In the Twentieth Century virtually all scientists and philosophers have abandoned theistic elements in their accounts of the Laws of Nature. But to a very great extent -- so say the Regularists -- the Necessitarians have merely replaced God with Physical Necessity. The Necessitarians' nontheistic view of Laws of Nature surreptitiously preserves the older prescriptivist view of Laws of Nature, namely, as dictates or edicts to the natural universe,edicts which -- unlike moral laws or legislated ones -- no one, and no thing, has the ability to violate.
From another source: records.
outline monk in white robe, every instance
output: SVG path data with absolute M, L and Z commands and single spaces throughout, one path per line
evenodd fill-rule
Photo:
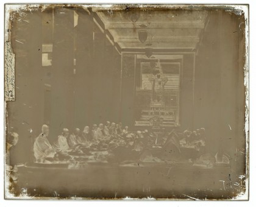
M 55 144 L 55 147 L 57 151 L 65 152 L 69 149 L 69 146 L 68 143 L 68 138 L 69 135 L 68 129 L 63 128 L 62 135 L 58 136 L 58 139 Z
M 38 163 L 44 163 L 46 158 L 53 158 L 55 152 L 48 141 L 49 127 L 43 125 L 42 133 L 35 139 L 34 144 L 34 154 Z
M 79 144 L 79 140 L 80 139 L 80 137 L 79 136 L 80 132 L 80 128 L 76 128 L 74 130 L 74 133 L 70 135 L 69 139 L 68 141 L 69 147 L 74 147 L 74 146 Z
Regularists reject this view of the world. Regularists eschew a view of Laws of Nature which would make of them inviolable edicts imposed on the universe. Such a view, Regularists claim, is simply a holdover from a theistic view. It is time, they insist, to adopt a thoroughly naturalistic philosophy of science, one which is not only purged of the hand of God, but is also purged of its unempirical latter-day surrogate, namely, nomological necessity. The difference is, perhaps, highlighted most strongly in Necessitarians saying that the Laws of Nature govern the world; while Regularists insist that Laws of Nature do no more or less than correctly describe the world.
In any case, regardless of the fact that you are saying something directly contradicted by the scholarly literature on the matter, to claim that the laws of nature are eternal certainly doesn't refute the cosmological argument in any way. Indeed, it would seem to support the cosmological argument.